“Wait, not like that”: Free and open access in the age of generative AI

Artificial intelligence

The threat is not AI using open knowledge, but AI companies killing projects that make knowledge freely available

and).

There are scenarios that can cause doubts for those who contribute freely and openly to projects like Wikimedia or who release their own work under free licenses. These are what I call “wait, no. Not like that” moments.

What happens when a Wikipedian is shocked to discover that their carefully researched article was packaged into an ebook and sold on Amazon at someone else’s expense? No, not like that.

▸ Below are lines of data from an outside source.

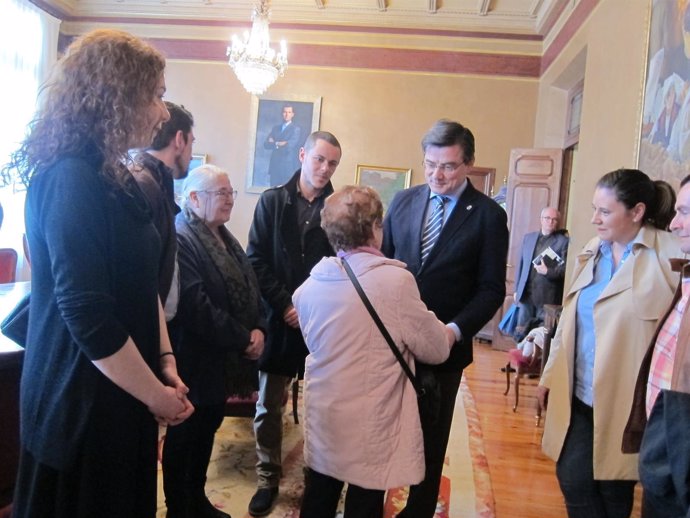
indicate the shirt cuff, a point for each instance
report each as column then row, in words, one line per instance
column 456, row 330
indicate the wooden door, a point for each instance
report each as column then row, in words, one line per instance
column 534, row 181
column 482, row 179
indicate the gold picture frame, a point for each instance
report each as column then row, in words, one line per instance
column 266, row 117
column 387, row 181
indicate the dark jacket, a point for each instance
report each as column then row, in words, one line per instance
column 550, row 286
column 155, row 179
column 204, row 330
column 281, row 265
column 463, row 278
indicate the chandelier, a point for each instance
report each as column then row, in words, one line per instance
column 256, row 64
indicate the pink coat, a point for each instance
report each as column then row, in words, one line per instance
column 361, row 419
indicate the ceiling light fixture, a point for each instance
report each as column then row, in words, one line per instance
column 256, row 64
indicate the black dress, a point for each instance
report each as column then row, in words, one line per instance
column 88, row 447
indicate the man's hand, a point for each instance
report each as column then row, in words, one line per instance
column 543, row 397
column 256, row 344
column 290, row 317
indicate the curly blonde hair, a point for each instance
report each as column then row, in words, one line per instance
column 349, row 215
column 96, row 101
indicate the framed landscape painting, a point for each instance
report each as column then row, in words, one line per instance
column 385, row 180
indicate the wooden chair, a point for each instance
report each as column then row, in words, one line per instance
column 8, row 265
column 523, row 366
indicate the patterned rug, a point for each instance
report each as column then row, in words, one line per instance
column 466, row 490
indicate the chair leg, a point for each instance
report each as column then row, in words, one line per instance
column 517, row 387
column 507, row 367
column 295, row 400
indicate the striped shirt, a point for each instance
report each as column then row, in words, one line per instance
column 661, row 366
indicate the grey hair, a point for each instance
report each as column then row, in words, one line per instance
column 201, row 178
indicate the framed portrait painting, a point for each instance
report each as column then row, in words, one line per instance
column 278, row 129
column 664, row 144
column 385, row 180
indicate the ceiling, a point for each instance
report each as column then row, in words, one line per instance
column 531, row 19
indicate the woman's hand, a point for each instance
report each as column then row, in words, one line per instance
column 450, row 336
column 256, row 344
column 172, row 379
column 542, row 397
column 290, row 317
column 168, row 407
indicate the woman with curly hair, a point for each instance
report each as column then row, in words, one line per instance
column 99, row 374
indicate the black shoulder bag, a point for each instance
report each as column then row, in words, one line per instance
column 427, row 387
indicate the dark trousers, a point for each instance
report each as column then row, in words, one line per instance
column 421, row 503
column 322, row 493
column 186, row 454
column 665, row 458
column 584, row 496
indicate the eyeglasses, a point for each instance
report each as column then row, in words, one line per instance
column 446, row 168
column 224, row 193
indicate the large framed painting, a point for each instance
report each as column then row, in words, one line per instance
column 278, row 128
column 664, row 146
column 385, row 180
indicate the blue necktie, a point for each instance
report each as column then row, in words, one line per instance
column 433, row 226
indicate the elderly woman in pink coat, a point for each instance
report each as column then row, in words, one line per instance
column 361, row 417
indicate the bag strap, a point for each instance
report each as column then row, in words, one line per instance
column 418, row 389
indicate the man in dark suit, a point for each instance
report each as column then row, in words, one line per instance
column 540, row 275
column 454, row 240
column 284, row 141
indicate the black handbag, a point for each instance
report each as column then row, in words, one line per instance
column 16, row 324
column 426, row 385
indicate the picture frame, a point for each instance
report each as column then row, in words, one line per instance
column 387, row 181
column 197, row 160
column 273, row 149
column 663, row 144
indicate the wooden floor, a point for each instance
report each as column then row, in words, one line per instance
column 523, row 478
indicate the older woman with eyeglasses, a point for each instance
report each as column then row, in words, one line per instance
column 217, row 334
column 361, row 417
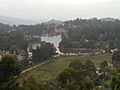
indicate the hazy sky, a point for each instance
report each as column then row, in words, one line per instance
column 59, row 9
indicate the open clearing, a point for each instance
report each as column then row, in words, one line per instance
column 49, row 71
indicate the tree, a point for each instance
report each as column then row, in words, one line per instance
column 116, row 58
column 9, row 70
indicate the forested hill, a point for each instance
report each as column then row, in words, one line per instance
column 91, row 33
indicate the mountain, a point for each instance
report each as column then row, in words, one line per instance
column 16, row 21
column 57, row 22
column 108, row 19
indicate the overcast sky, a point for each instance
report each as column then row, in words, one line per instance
column 59, row 9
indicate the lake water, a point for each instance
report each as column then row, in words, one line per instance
column 54, row 39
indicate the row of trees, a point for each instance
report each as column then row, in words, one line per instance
column 91, row 34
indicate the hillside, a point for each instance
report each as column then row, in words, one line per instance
column 54, row 67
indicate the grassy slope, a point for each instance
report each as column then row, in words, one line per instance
column 49, row 71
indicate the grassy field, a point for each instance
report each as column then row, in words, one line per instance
column 50, row 71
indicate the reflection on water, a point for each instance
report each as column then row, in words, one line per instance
column 54, row 39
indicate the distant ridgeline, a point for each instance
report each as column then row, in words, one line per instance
column 79, row 35
column 90, row 35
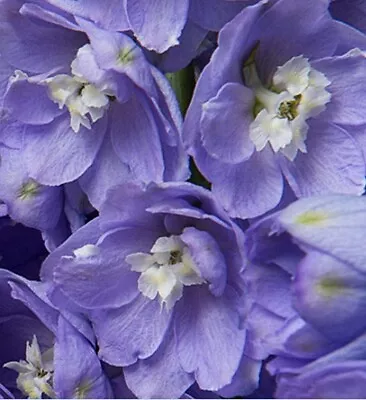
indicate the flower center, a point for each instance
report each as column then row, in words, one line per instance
column 297, row 93
column 85, row 102
column 165, row 270
column 36, row 372
column 288, row 109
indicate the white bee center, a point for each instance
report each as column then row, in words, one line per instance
column 166, row 270
column 297, row 94
column 85, row 102
column 35, row 372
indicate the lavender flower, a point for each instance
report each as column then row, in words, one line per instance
column 160, row 260
column 42, row 353
column 318, row 328
column 261, row 116
column 88, row 89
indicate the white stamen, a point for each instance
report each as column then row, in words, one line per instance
column 298, row 93
column 36, row 372
column 166, row 270
column 86, row 102
column 87, row 251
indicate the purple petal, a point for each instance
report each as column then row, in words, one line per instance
column 112, row 17
column 37, row 48
column 207, row 257
column 346, row 89
column 55, row 154
column 209, row 341
column 133, row 332
column 330, row 224
column 78, row 372
column 225, row 124
column 106, row 171
column 20, row 102
column 240, row 191
column 157, row 24
column 331, row 296
column 137, row 144
column 173, row 380
column 87, row 234
column 105, row 280
column 333, row 163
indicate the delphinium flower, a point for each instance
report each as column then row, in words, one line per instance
column 159, row 275
column 103, row 114
column 315, row 302
column 41, row 353
column 276, row 103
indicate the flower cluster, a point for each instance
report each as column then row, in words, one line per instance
column 181, row 199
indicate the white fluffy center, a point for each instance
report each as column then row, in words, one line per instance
column 166, row 270
column 297, row 93
column 35, row 372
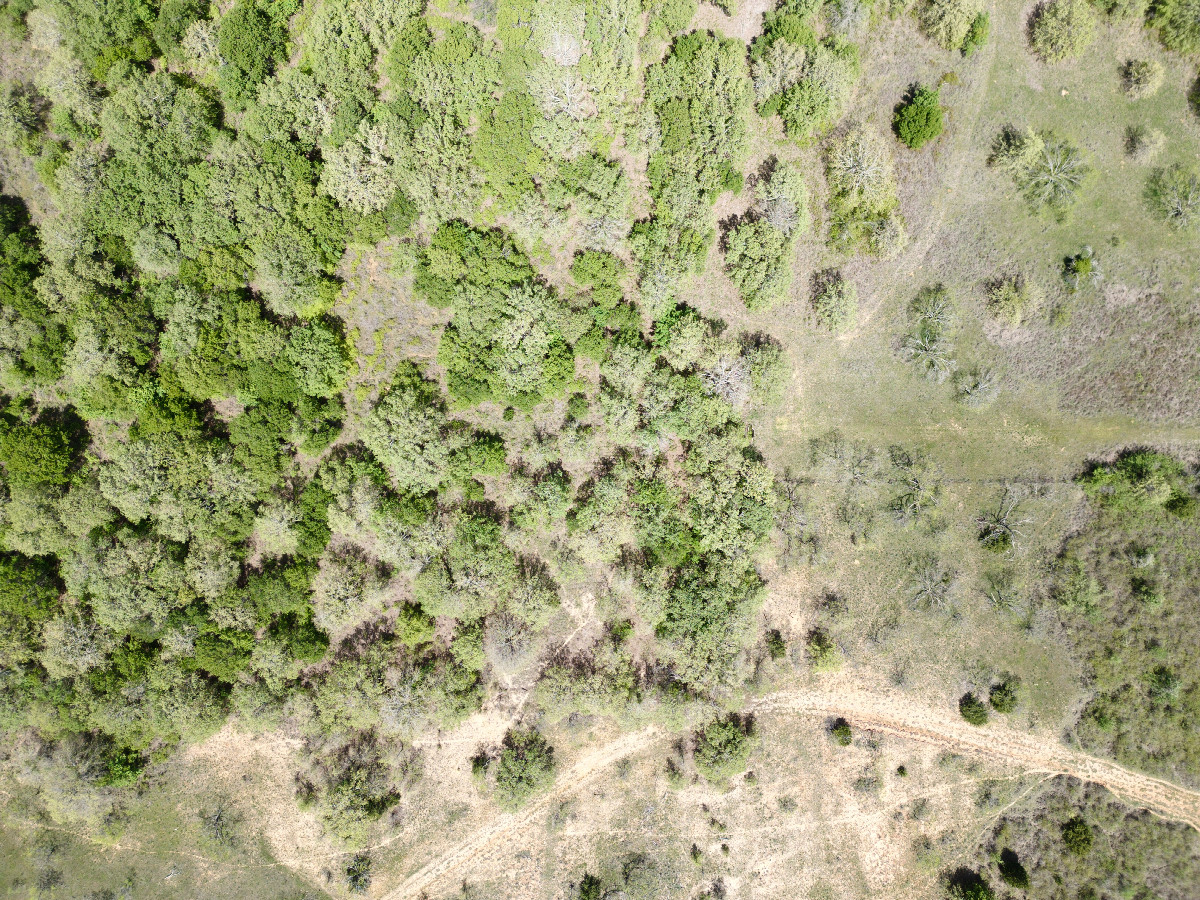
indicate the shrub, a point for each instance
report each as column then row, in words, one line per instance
column 1062, row 29
column 1006, row 695
column 775, row 646
column 1138, row 480
column 757, row 258
column 1174, row 195
column 1012, row 871
column 841, row 732
column 977, row 35
column 834, row 300
column 1144, row 144
column 918, row 119
column 358, row 874
column 822, row 651
column 1141, row 78
column 1077, row 835
column 724, row 747
column 973, row 709
column 863, row 189
column 966, row 885
column 591, row 888
column 1081, row 269
column 1009, row 297
column 526, row 766
column 949, row 22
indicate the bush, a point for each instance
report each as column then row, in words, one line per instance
column 526, row 766
column 841, row 732
column 775, row 646
column 918, row 119
column 1062, row 29
column 1077, row 835
column 1012, row 871
column 358, row 874
column 822, row 651
column 1009, row 297
column 757, row 258
column 973, row 709
column 977, row 35
column 724, row 747
column 951, row 22
column 1081, row 269
column 1174, row 195
column 834, row 301
column 1006, row 695
column 1141, row 78
column 966, row 885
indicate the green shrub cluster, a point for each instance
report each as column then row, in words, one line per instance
column 724, row 747
column 1079, row 840
column 1128, row 573
column 863, row 204
column 759, row 249
column 807, row 81
column 918, row 119
column 699, row 96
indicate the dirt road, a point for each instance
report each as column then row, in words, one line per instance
column 891, row 714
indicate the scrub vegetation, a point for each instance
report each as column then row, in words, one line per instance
column 426, row 419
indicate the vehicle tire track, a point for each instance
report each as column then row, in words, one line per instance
column 888, row 713
column 581, row 773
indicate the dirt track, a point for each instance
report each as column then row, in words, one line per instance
column 891, row 714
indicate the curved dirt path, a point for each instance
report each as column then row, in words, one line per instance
column 891, row 714
column 1032, row 753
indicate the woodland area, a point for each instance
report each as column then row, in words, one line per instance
column 220, row 509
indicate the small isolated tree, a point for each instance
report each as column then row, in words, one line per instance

What happens when a developer of open-source software sees a tech company worth billions of dollars relying on their work, without giving anything back? No, not at all.

What happens when a nature photographer finds out that their freely licensed wildlife photograph was used in a NFT collection created on an environmentally destructive Blockchain? Wait, no. Not like that.

Or, perhaps, the most recent instance, when someone who publishes a work under a license that is free discovers that their work has been used to train large language models with extractive and exploitative intent by tech giants? No, not like that.

The reactions are understandable. We freely license our works to serve these goals: open and free access to education and knowledge. When companies that make trillions of dollars exploit this openness and give nothing back, or if our work is used in a harmful or exploitative way, it can seem like we were naive. The natural reaction is to try and regain control.

Many creators today find themselves in this situation, especially as a result of AI training. But the solutions that they are reaching for — more restricted licenses, paywalls or not publishing at any cost — risk destroying what they set out to create.

citation needed an independent publication, completely supported by readers like yourself. Consider signing up for an annual subscription. It will help me continue to do this work.

Often, the first impulse is to tighten licensing, perhaps by switching to Creative Commons’ (and therefore, non-free,) non-commercial license . Artists looked to Creative Commons when NFTs were popular in the early 2020s. They hoped that they would declare NFTs fundamentally uncompatible with their free licensing (they didn’t1). It happened again when generative AI companies began training models using CC-licensed work. Some were disappointed that the group took the stance that CC licenses do not prohibit AI training in its entirety, and that AI training should not be considered a copyright infringement by default. The creators who want this would be better served with a traditional model with all rights reserved, where any potential reusers must negotiate terms individually with them. But that undermines the idea of free and only allows reuse to those who have the time, money, and bargaining strength to negotiate. We know that major AI firms have been training their models to use all rights reserved works as part of their ongoing effort to ingest as many data points as possible. It’s best that this training was allowed by US courts as fair use. Some artists have decided that it is not worth it to maintain an online portfolio of their work if it makes it easy for AI training. Many have implemented content gates that restrict access — paywalls or registration walls, “are you human” walls, etc. — to try and fend off scrapers. This also closes the commons by making it more difficult or expensive for the “every single person” described in open-access manifestos to gain access to the material that was intended to be a common good.

By trying to exclude those deemed to be bad actors, many people actually exclude the very people to whom they intended to grant access. People who put their work behind paywalls probably didn’t intend to create works only the wealthy would be able to access. People who implement registration barriers probably didn’t mean for their work to be only available to those who are willing to endure the risk of constant email spam after giving their personal information. People who use CAPTCHAs to stave off robots, asking “are you human?” didn’t intend to limit their content to only those who could answer the annoying riddles.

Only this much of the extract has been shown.